Amazon Athena is a serverless interactive query service, built on top of Presto, for accessing any data (relational, non-relational, structured, semi-structured or unstructured) directly from S3 (in different S3-tier levels) via Glue Catalog, on-premises or from multicloud environment.

Supports many data formats, such as: CSV and JSON as human readable formats; ORC and Parquet as columnar and splittable (parallelization) formats and Avro a non-columnar but splittable format.

It is compatible with QuickSight and other tools via ODBC/JDBC and it is possible to do cross-account data access.

Athena Workgroups

It is a feature for better management of Athena Users/Teams/Applications, as it can control query access, track costs, set IAM policies, Data limits, Encryption settings and keep a query history per Workgroup.

Workgroups integrate with IAM, SNS and CloudWatch.

ACID Transactions

Thanks to Apacha Iceberg, Athena supports transactional tables with time travel features. To create a table using Iceberg, just add 'table_type' = 'ICEBERG'.

These tables are compatible with EMR, Spark, Glue, etc.

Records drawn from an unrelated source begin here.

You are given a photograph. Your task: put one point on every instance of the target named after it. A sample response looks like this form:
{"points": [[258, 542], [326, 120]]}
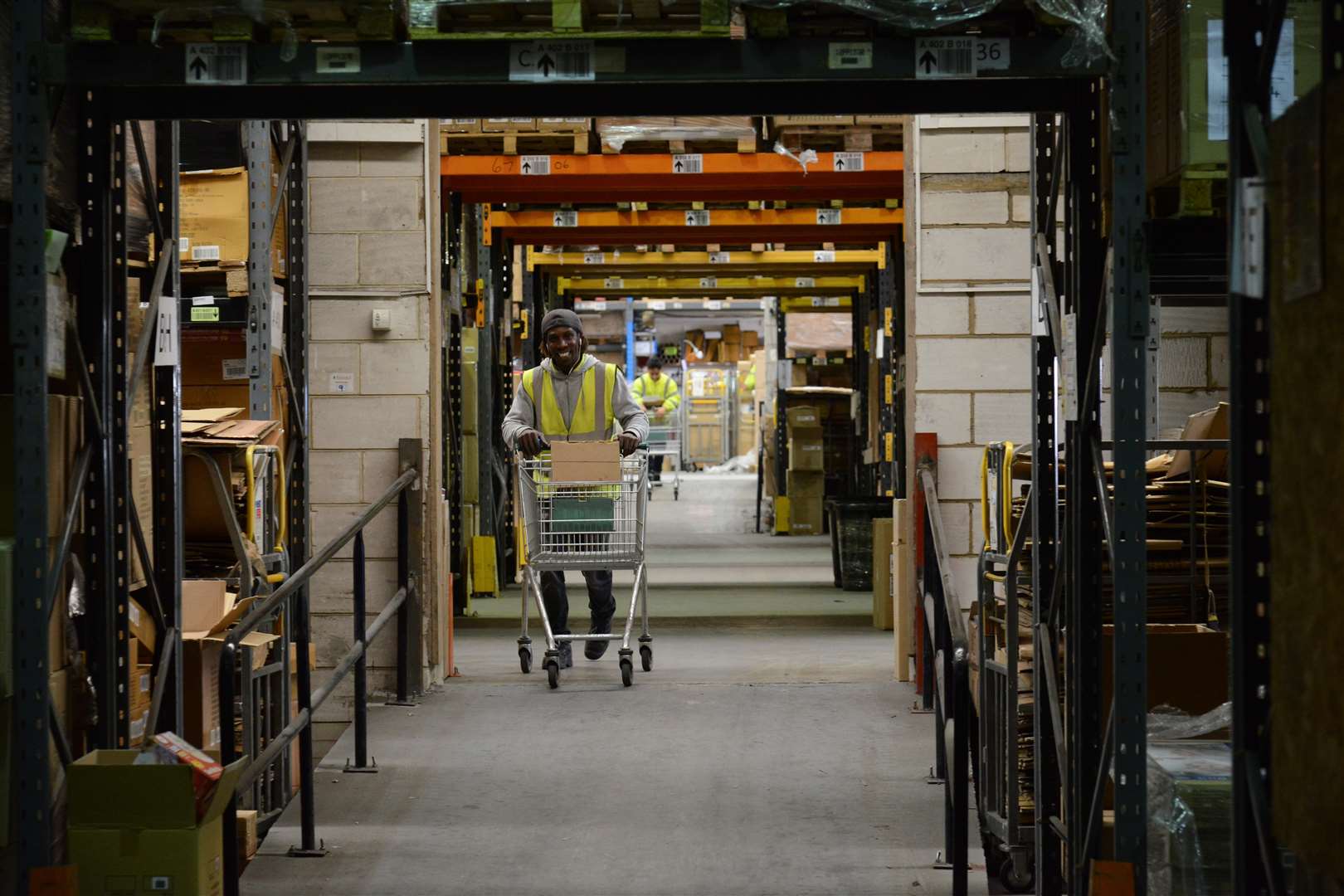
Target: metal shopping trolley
{"points": [[583, 525], [665, 441]]}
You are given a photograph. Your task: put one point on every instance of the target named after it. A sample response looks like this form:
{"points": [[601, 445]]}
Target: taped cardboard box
{"points": [[208, 610], [130, 822]]}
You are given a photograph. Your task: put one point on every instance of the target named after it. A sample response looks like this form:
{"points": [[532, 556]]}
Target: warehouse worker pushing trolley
{"points": [[572, 397]]}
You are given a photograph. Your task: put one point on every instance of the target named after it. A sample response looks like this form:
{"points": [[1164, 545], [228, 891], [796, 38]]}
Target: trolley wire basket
{"points": [[583, 525]]}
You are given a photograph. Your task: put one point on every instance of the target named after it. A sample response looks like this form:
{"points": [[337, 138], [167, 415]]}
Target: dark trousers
{"points": [[554, 596]]}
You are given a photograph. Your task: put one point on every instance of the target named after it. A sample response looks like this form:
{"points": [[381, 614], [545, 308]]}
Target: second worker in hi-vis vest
{"points": [[572, 397]]}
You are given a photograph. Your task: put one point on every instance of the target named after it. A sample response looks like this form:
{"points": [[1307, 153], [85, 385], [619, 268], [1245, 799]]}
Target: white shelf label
{"points": [[847, 162], [217, 63], [850, 54], [552, 61], [338, 61], [689, 164], [945, 58]]}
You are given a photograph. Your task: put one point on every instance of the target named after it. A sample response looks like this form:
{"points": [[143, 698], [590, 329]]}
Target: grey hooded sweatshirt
{"points": [[523, 416]]}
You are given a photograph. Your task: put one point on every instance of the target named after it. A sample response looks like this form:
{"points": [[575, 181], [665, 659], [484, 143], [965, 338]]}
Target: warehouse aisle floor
{"points": [[706, 540], [767, 752], [752, 761]]}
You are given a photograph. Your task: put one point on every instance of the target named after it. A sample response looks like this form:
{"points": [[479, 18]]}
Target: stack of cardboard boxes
{"points": [[806, 470]]}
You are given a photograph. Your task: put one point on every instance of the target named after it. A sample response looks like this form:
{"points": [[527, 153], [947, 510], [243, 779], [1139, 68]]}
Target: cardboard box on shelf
{"points": [[806, 484], [140, 824], [207, 611], [882, 563], [806, 514], [214, 218], [804, 416], [509, 125], [585, 461], [806, 451]]}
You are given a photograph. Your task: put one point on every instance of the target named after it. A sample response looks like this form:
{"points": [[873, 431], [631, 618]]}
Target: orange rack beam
{"points": [[654, 178], [732, 226]]}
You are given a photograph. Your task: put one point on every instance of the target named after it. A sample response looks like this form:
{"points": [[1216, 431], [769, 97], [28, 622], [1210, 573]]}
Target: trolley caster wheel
{"points": [[1015, 881]]}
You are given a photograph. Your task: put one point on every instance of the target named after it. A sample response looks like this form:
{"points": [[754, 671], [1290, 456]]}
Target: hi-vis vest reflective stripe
{"points": [[592, 419], [665, 388]]}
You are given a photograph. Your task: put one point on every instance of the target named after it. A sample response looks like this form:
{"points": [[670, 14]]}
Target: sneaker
{"points": [[594, 649]]}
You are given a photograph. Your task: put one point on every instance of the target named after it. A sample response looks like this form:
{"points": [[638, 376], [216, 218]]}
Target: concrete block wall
{"points": [[373, 201], [969, 314]]}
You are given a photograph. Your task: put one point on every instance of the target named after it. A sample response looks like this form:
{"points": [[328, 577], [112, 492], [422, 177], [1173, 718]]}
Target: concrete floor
{"points": [[760, 757]]}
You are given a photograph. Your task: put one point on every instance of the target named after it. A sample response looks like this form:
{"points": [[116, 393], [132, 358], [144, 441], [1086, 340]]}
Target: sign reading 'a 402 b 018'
{"points": [[552, 61]]}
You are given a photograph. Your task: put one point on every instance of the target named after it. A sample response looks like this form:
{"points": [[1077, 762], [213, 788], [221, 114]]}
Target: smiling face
{"points": [[565, 347]]}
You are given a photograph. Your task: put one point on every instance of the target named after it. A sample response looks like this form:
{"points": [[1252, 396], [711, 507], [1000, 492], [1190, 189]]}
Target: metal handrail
{"points": [[353, 660], [947, 653]]}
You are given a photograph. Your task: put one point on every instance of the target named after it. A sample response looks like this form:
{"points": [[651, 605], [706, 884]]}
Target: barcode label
{"points": [[847, 162], [217, 63], [945, 58], [552, 61], [689, 164]]}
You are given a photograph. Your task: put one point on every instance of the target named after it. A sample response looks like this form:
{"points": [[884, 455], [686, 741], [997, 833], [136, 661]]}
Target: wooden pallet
{"points": [[680, 147], [441, 21], [840, 137], [513, 144], [147, 21]]}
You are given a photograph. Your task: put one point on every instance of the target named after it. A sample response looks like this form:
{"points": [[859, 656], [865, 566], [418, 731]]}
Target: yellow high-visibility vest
{"points": [[593, 418], [665, 388]]}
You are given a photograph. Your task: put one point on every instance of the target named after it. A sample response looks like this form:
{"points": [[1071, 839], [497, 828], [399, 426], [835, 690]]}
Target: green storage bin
{"points": [[576, 514]]}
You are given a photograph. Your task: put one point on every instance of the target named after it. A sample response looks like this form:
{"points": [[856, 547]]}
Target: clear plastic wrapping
{"points": [[1190, 798], [617, 132]]}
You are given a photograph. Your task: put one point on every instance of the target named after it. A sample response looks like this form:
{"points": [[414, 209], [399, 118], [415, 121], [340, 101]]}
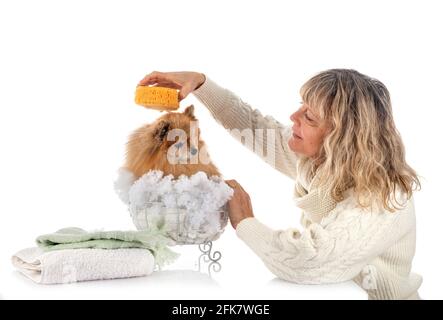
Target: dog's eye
{"points": [[163, 130]]}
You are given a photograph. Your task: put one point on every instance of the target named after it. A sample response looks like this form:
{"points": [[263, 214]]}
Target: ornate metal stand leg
{"points": [[210, 257]]}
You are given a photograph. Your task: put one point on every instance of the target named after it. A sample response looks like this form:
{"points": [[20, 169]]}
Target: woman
{"points": [[351, 181]]}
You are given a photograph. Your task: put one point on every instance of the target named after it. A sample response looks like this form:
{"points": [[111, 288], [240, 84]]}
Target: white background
{"points": [[68, 70]]}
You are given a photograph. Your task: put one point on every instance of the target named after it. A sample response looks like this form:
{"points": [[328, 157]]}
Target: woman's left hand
{"points": [[240, 206]]}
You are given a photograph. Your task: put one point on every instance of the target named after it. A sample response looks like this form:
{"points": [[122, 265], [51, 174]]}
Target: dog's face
{"points": [[174, 135]]}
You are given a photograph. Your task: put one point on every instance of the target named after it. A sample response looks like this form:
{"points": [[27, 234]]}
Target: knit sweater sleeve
{"points": [[263, 135], [334, 250]]}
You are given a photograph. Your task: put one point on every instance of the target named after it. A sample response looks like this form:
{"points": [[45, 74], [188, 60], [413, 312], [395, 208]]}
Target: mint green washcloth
{"points": [[76, 238]]}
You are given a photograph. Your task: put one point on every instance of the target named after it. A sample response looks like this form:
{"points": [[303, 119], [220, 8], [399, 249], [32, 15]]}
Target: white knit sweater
{"points": [[340, 241]]}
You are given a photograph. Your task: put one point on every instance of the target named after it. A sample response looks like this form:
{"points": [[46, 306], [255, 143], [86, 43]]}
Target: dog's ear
{"points": [[189, 111], [162, 130]]}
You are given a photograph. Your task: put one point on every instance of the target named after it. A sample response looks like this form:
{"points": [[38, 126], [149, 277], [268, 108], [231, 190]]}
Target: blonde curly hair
{"points": [[363, 149]]}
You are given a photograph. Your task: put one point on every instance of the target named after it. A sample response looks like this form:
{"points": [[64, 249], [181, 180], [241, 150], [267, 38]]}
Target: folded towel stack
{"points": [[72, 255]]}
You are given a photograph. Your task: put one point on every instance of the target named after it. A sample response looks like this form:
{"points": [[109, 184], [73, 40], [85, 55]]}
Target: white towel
{"points": [[74, 265]]}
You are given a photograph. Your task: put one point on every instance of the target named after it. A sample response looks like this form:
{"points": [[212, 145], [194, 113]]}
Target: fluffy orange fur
{"points": [[147, 147]]}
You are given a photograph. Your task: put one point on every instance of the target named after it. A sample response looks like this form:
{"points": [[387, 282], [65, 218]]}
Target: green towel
{"points": [[76, 238]]}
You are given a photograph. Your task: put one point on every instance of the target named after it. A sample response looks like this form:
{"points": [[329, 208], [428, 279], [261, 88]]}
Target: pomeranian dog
{"points": [[170, 144]]}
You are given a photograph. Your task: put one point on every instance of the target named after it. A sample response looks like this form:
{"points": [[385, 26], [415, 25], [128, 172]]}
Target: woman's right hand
{"points": [[185, 81]]}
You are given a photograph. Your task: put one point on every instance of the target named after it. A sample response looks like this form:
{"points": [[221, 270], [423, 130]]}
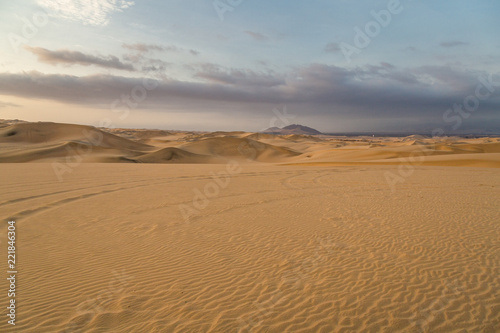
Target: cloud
{"points": [[332, 48], [6, 104], [257, 35], [146, 48], [77, 58], [379, 94], [93, 12], [452, 44]]}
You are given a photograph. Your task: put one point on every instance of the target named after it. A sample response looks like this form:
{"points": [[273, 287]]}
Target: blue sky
{"points": [[70, 61]]}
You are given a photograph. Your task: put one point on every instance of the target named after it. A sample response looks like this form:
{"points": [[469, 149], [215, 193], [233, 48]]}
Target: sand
{"points": [[295, 234]]}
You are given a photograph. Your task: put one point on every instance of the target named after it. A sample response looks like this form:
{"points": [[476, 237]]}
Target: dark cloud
{"points": [[452, 44], [77, 58], [332, 48], [380, 94], [257, 35], [142, 48]]}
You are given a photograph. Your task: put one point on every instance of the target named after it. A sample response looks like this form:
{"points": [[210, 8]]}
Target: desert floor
{"points": [[273, 248]]}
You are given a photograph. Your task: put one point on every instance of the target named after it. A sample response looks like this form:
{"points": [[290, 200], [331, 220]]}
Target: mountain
{"points": [[292, 129]]}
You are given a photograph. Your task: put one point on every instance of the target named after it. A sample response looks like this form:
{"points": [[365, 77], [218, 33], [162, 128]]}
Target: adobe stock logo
{"points": [[363, 37]]}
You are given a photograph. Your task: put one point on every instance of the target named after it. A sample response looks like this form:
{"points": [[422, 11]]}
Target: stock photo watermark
{"points": [[223, 6], [11, 272], [364, 35], [29, 29]]}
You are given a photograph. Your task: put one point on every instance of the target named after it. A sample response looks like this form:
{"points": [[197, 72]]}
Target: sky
{"points": [[334, 65]]}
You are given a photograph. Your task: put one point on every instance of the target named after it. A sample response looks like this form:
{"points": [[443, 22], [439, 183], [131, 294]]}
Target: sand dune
{"points": [[174, 155], [170, 231]]}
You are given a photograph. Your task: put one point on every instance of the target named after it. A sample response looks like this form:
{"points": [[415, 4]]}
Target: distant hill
{"points": [[292, 129]]}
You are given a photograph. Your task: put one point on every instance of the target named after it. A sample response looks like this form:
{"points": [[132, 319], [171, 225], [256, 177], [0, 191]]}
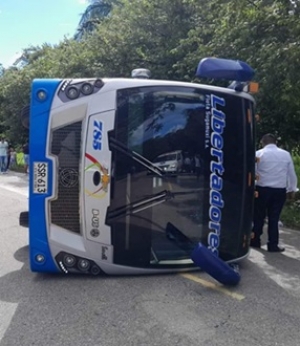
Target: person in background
{"points": [[276, 177], [197, 166], [8, 158], [26, 157], [11, 158], [3, 155]]}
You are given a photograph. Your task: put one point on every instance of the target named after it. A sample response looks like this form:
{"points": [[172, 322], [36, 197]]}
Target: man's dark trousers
{"points": [[269, 202]]}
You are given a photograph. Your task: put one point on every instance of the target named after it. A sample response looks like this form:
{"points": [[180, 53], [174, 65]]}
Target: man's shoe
{"points": [[254, 243], [276, 249]]}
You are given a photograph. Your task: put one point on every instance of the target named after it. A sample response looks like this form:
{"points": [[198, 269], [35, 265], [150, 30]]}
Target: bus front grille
{"points": [[66, 146]]}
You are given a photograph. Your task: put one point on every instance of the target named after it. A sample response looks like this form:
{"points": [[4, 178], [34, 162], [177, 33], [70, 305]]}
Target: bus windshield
{"points": [[158, 217]]}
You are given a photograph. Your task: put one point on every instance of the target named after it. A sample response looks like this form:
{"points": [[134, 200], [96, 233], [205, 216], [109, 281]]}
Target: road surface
{"points": [[189, 309]]}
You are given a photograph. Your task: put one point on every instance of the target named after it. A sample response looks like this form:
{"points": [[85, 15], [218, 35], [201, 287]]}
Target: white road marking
{"points": [[284, 280], [7, 313]]}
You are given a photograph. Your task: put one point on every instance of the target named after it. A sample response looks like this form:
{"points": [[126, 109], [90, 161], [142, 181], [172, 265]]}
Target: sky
{"points": [[33, 22]]}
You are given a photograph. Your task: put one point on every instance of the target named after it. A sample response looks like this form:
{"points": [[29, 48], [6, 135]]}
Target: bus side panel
{"points": [[41, 180]]}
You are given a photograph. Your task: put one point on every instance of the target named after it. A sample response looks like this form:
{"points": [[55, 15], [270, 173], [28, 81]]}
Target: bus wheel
{"points": [[24, 219], [25, 116]]}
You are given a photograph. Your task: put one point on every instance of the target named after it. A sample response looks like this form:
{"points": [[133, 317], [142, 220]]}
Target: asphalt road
{"points": [[164, 310]]}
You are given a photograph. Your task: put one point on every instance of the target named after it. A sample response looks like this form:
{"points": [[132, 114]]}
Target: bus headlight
{"points": [[69, 260], [41, 95], [40, 258], [87, 89], [83, 264], [98, 83], [72, 93], [95, 270]]}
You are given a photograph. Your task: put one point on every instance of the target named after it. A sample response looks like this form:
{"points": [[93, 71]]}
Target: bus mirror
{"points": [[141, 73], [252, 88], [225, 69]]}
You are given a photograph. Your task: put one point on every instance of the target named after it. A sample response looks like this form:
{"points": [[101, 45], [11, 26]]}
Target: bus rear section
{"points": [[101, 197]]}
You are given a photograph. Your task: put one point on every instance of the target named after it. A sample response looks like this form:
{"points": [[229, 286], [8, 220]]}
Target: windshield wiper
{"points": [[114, 144], [145, 203]]}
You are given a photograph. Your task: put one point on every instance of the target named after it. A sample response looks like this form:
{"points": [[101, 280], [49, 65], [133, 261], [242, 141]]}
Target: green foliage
{"points": [[170, 37]]}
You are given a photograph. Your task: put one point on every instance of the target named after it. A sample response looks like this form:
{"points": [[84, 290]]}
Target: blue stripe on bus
{"points": [[39, 122]]}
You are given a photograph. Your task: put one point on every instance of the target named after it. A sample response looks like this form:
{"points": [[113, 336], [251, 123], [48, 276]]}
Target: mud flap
{"points": [[221, 271]]}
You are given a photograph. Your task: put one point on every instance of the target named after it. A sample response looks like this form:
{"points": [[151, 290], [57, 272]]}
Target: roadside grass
{"points": [[290, 215]]}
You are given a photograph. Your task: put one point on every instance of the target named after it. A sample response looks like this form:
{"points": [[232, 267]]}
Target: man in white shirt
{"points": [[3, 155], [276, 177]]}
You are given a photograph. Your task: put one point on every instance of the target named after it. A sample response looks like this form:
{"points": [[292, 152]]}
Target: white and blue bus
{"points": [[99, 200]]}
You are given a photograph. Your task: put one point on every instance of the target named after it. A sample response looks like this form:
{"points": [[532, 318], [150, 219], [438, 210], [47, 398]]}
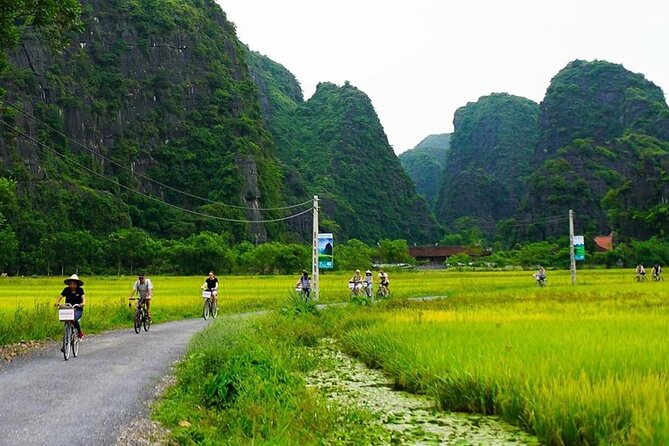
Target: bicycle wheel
{"points": [[138, 320], [67, 345], [214, 309], [74, 339], [205, 309], [145, 319]]}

With time these tables may get slower, so it is recommended to perform a periodic compaction. To do that, run the command:

OPTIMIZE table_name REWRITE DATA
  USING BIN_PACK
  WHERE catalog = 'catalog_name';

CTAS - Create Table as Select

Used to create a table from the result of a SQL Query. Can be useful for creating a Backup table, a smaller table with a subset of data or even for converting the file data type.

For example:

CREATE TABLE new_table_name
WITH (
    format='Parquet',
    write_compression='SNAPPY',
    external_location='s3://path/to/file'
)
AS SELECT *
FROM old_table_name;

Fine-Grained Access Control

The access control in Athena is not as restrictive as if you were using AWS Lake Formation. For example, it is not possible to restrict column/row access.

It is possible to allow or disallow some operations DDL/DB Management instructions though, such as ALTER or CREATE, DROP, MSCK REPAIR TABLE etc. However, it is not straight forward, as you will need to block/allow some/all the IAM Actions required for the particular operation.

Cost and Performance

It is a pay-as-you-go service, charged based on bytes of Data. This means failed queries or DDL instructions are free, but successful or cancelled queries are not.

S3 data transfer charges apply if the S3 Bucket is in a different region than the Athena Query. The data transferred data may be bigger than the query result.

The best way of saving on cost and increasing performance is compressing the data (with GZIP, for example), using columnar and splittable file formats, such as ORC and Parquet, partitioning the data and using a smaller number of large files instead of a large number of small files.

Anti-patterns

Athena is not recommended for:

  • Highly formatted reports;
  • ETL.

Athena Federated Query

Athena federated query uses a custom connector, which is basically a Lambda Function, to connect to any data source. It can also be used for creating pipelines and storing data in S3.

Write operations are not supported with Federated Queries.

Amazon Athena for Apache Spark

It is selectable as an alternate analytics engine and allows Jupyter notebooks with Spark within the Athena Console.

It is serverless and is priced based on compute usage and DPU per hour.